My responses to the third theme of the Canada AI Survey, focusing on the commercialization of AI.
This is part 3 of “Responses to the Canada AI Survey” - a series containing my responses to the eight themes of the Canadian government’s public consultation on artificial intelligence.
Theme 3: Commercialization of AI
Q1: What needs to be put in place so Canada can grow globally competitive AI companies while retaining ownership, IP and economic sovereignty?
If Canadian companies can have Canadian customers with whom to iterate and develop the product to achieve financial sustainability within Canada, they will be in a much better position to be globally competitive. Currently, most early stage Canadian start-ups, particularly those within regulated environments, look for traction outside of Canada because it is both easier with a better payoff in terms of both adoption and investments - most of which will then be foreign.
Q2: What changes to the Canadian business enabling environment are needed to unlock AI commercialization?
It is well known that early stage startups in Canada have an easier time raising money south of the border than in their own backyard. This needs to change. I’m unsure on how to increase the appetite of Canadian investors on this front. Someone should ask them why they wait for a company to gain traction in Silicon Valley before answering their emails.

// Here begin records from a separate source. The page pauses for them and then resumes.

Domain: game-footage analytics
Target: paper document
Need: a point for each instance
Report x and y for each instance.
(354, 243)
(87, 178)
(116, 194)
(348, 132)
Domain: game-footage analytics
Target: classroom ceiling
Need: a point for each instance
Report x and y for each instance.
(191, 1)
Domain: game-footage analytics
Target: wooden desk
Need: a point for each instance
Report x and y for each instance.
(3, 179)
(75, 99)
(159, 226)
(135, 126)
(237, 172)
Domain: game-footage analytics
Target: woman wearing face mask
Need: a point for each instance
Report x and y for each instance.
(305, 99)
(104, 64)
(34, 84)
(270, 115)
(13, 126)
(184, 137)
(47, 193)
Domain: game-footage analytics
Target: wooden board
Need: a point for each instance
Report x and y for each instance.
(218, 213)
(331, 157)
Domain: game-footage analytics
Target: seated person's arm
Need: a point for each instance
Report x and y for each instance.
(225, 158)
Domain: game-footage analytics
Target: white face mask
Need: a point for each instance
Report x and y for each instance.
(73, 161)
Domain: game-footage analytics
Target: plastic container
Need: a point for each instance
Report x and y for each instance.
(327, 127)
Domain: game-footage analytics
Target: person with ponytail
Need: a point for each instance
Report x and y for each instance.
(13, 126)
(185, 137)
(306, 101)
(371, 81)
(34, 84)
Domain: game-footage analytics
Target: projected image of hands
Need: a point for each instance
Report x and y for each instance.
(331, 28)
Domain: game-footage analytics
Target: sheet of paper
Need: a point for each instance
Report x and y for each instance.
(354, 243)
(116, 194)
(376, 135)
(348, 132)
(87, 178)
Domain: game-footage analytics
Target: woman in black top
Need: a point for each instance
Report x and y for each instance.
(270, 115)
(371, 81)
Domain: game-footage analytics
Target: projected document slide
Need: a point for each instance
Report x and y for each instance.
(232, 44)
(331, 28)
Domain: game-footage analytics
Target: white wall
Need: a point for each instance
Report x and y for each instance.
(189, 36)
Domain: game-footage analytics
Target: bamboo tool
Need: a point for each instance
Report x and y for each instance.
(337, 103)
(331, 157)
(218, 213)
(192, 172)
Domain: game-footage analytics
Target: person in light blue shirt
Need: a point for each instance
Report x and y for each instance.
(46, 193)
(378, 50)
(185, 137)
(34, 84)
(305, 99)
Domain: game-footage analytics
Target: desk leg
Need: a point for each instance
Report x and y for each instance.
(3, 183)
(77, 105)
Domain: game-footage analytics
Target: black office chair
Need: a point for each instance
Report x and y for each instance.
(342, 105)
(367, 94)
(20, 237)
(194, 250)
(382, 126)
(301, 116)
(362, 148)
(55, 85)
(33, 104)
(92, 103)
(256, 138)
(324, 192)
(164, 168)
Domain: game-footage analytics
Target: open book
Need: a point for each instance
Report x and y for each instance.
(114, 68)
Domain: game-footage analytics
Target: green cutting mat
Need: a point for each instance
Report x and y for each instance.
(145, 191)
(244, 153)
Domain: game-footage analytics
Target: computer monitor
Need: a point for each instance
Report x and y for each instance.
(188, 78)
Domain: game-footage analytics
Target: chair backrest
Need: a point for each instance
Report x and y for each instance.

Sectorally, opportunities should be identified by experts - from that sector. Places where money, time and other resources are wasted and where AI could play a big role. Perhaps tax credits could be granted for money saved by adopting technology - particularly if this capital is then redirected for growth or R&D.
Q3: How can Canada better connect AI research with commercialization to meet strategic business needs?
Academia is, except for rare instances, quite removed from immediate business needs. Today’s AI moment, powered by LLMs, genAI and computer vision are ready to be applied and are based on the academic work of the prior decade.
Domain experts who know everything about their domain but perhaps nothing about AI have a huge role to play. They are best positioned to identify problems that actually need solving (the nails) while they can team up with AI enablement experts to identify which hammer to wield. Many lessons can be learned from the application of CNNs to radiology, where workflow considerations were paramount, as they will be in other domains.